Moving to Dish DVR forum.

Replacements for broken 921s are starting again this week it sounds like. New ones are still at least a week or two off. The hardware issues I believe are either now fixed or close to being fixed, and that's what's holding up the shipments.


----------



## Rodney (Aug 22, 2003)

I have asked this question a number of times and have yet to receive an answer. Surely with the number of individuals on this forum that appear to have an inside contact this information should be relatively easy to obtain. Here we go again.

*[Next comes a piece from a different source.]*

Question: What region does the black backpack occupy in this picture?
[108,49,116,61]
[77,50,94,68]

What are the specific hardware issues that caused the 921 to be removed from distribution?


----------



## pjboud (Feb 14, 2003)

Officially, there are no problems. They were held back for cleaning and polishing.


----------



## Mark Lamutt (Mar 24, 2002)

Actually, that's not true. Mark Duffy has officially said that the 921s are on a QA hold due to hardware problems being fixed. Dish has not elaborated what the hardware problems are, although I'm sure they have something to do with the component video outputs.


----------



## FarNorth (Nov 27, 2003)

That's the first I heard of that and, FWIW, mine was hooked up through DVI when it failed.


----------



## Throwbot (Dec 24, 2003)

pjboud said:


> Officially, there are no problems. They were held back for cleaning and polishing.


 :brush:


----------



## Jim Parker (Aug 12, 2003)

:brush: 
Never look a GIF in the mouth!


----------